A loan from friends or investors
The PCC tax from January 1, 2019, amounting to 0.5% of the value of money received, includes contracts between friends, non-relatives and so-called social loans. However, as you know, there will be an exception to each rule. This is also the case here. For contracts concluded before the new calendar year, the following conditions shall apply:
If the total amount of aid granted by one lender in periods of three years from January 1, 2009 did not exceed PLN 5,000, then we do not have to worry about paying the tax under one additional condition.
The total amount of loans granted by various entities can not be higher than PLN 25,000 in periods of three years from January 1, 2009.
It is worth noting, however, that as of 01/01/2019, further changes have taken place. They provide exemption from the tax liability only in situations where the value of the loan granted is lower than PLN 1,000.
How do I pay a private loan tax?
We have already explained the changes that took effect as of 1 January 2019. However, how to pay a private loan tax? The borrower is obliged to submit an appropriate e-declaration without a prior call within 14 days from the date of the loan agreement.

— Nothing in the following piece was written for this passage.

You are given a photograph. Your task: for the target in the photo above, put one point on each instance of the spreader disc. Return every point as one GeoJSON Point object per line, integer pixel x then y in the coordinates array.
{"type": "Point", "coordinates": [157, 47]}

Remember that a document must provide everyone! Regardless of whether we are exempt from duties towards the tax office or not. If we do not complete the formalities, and then during the inspection, the Tax Office will record irregularities in the declaration or its absence, the PCC-3 tax rate will increase to 20%.
So let us remember that a private loan is also associated with formalities, such as the conclusion of a contract and tax collection. This will allow us to avoid additional costs and nerves.
If you do not have time to complete additional formalities related to the private loan tax, use the Aasa offer. All you have to do is apply and the rest will be done for you!